Als Theologe nämlich sieht er genauer hin – und hält das heutige Judentum und das
Christentum eher für Zwillinge, weil sie nämlich zeitgleich aus der gemeinsamen Wurzel,
dem Judentum des Alten Testaments, hervorgegangen sind. Weitere klare Aussagen
des neuen Papstes, der als Professor und Kardinal viel über das Thema Judentum geschrieben
hat: Eine „jüdische Kollektivschuld“ am Tod Jesu gibt es nicht. „Juden und Christen
sollten sich in einer tiefen inneren Versöhnung gegenseitig annehmen“, ohne von ihrem
Glauben abzusehen, „sondern aus der Tiefe des Glaubens selbst heraus“. Das heißt für
ihn auch: Christen dürfen ihren jüdischen Gesprächspartnern Jesus als den schon gekommenen
Messias „nicht aufnötigen“, sondern müssten in dieser Hinsicht „an der Geduld Gottes
teilhaben“. „Ganz offenkundig“ scheint es dem Papst zu sein, dass die Entwicklung
der Menschheit auf geheimnisvolle Weise mit der Entwicklung des jüdischen Volkes zusammenhängt.

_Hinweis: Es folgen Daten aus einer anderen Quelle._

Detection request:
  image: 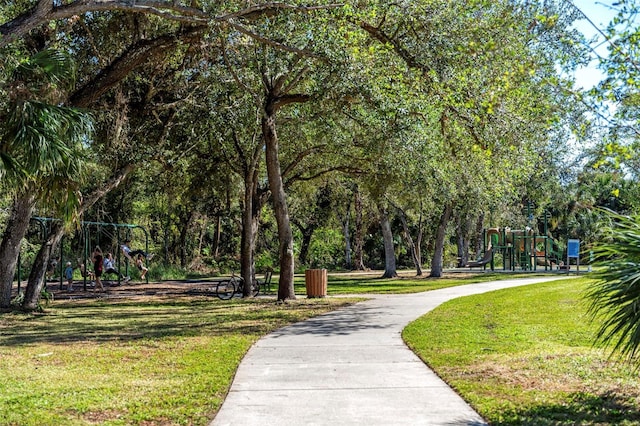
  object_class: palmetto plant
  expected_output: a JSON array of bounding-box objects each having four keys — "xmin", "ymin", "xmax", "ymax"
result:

Das Phänomen, dass Israel in Zerstreuung und Zerstörung über zweitausend Jahre seine
Religion und „sich selbst behält“, zeigt für ihn, wie er wörtlich meint, „dass hier
etwas anderes am Werk ist“. Die Heilsgeschichte Gottes mit den Juden, sein Bund mit
dem jüdischen Volk, ist also nicht überholt und nicht an ein Ende gekommen. Ein
gutes Verhältnis zum Judentum liegt dem deutschen Pontifex besonders am Herzen. Seinen
ersten Brief als Papst schrieb er an den römischen Oberrabbiner, und bei seiner ersten
Pastoralreise nach Deutschland besuchte er in Köln auch eine Synagoge, um dort Johannes
Paul II. zu zitieren - mit den Worten: „Wer Jesus Christus begegnet, begegnet dem
Judentum.“. Alles spricht dafür, dass sich die Beziehungen zwischen katholischer Kirche
und dem Judentum unter dem neuen Pontifikat eher noch verbessern und vertiefen. Übrigens
hat sich Benedikt XVI. auch immer - zuletzt in seiner Neujahrsrede vor Diplomaten
im Januar - eindeutig zum Existenzrecht Israels bekannt. (rv 19.01.06 sk)
Literatur
Joseph
Kard. Ratzinger, Die Vielfalt der Religionen und der Eine Bund. Hagen 1998. Joseph
Kard. Ratzinger: Gott und die Welt. Ein Gespräch mit Peter Seewald. Stuttgart/München
2000. Ss. 125 ff.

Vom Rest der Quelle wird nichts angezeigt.